ISLAMABAD: The body of missing Pakistani climber Mohammad Ali Sadpara has been found below 300m from the bottleneck K2, ARY News reported on Monday.
Gilgit-Baltistan (GB) information minister Fatehullah Khan told ARY News that the bodies of Mohammad Ali Sadpara and John Snorri were recovered.
‘Three bodies’ of the missing climbers were spotted from binoculars at 9:00 am today and it will take some days to bring the bodies to the base camp through Pakistan Army helicopters, he said. Khan added that Sadpara’s body was identified from the dress he wore during the winter summit.
Sources said that two bodies have recovered near K2 base camp 4 and they may belong to Mohammad Ali Sadpara and Iceland’s John Snorri. It was learnt that both bodies were found at a great distance from each other, whereas, the bodies are being identified.
Sadpara, a highly accomplished mountaineer from Skardu, went missing on the mighty K2 while attempting a winter summit with Iceland’s John Snorri and Chile’s Juan Pablo Mohr in January. The team had been missing since February 5, even after multiple rescue efforts.
Pakistan Army held a rescue operation for the missing mountaineers for many days. Sadpara’s son declared his father dead after the conclusion of days-long search mission.
Mohammad Ali Sadpara holds the distinction of being the only Pakistani to have summited eight of the world’s 14 highest mountains.
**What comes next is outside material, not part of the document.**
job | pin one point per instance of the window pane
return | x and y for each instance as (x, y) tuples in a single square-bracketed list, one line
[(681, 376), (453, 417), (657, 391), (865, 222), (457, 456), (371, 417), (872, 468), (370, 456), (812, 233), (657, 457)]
He is also credited with the first-ever winter ascent of the world’s ninth highest peak, Nanga Parbat.
Sajid Sadpara also accompanied his father during the ascend, however, he had to return to the base camp after being sent back from 8200 kilometers altitude owing to a malfunction in his oxygen regulator.
Sajid Sadpara had earlier claimed that his father and other climbers went missing on their return after they completed the summit.
In June, Sajid Sadpara had announced to once again summit K-2 to find remains of his father Muhammad Ali Sadpara and Iceland’s climber John Snorri, who went missing while attempting a winter summit.
Sajid Sadpara had made the announcement at a presser at National Press Club in Islamabad, saying that his father and John Snorri went for the K-2 summit in January.
“I wanted to thank all those people who helped in a mission to locate them,” he had said while applauding the Pakistan Army that launched one of the biggest rescue operations to find both the climbers.
He had said that it was now time for him to reach the summit and find if they had left any traces for him to locate their bodies. “It may be possible that they had returned before climbing the peak,” he said.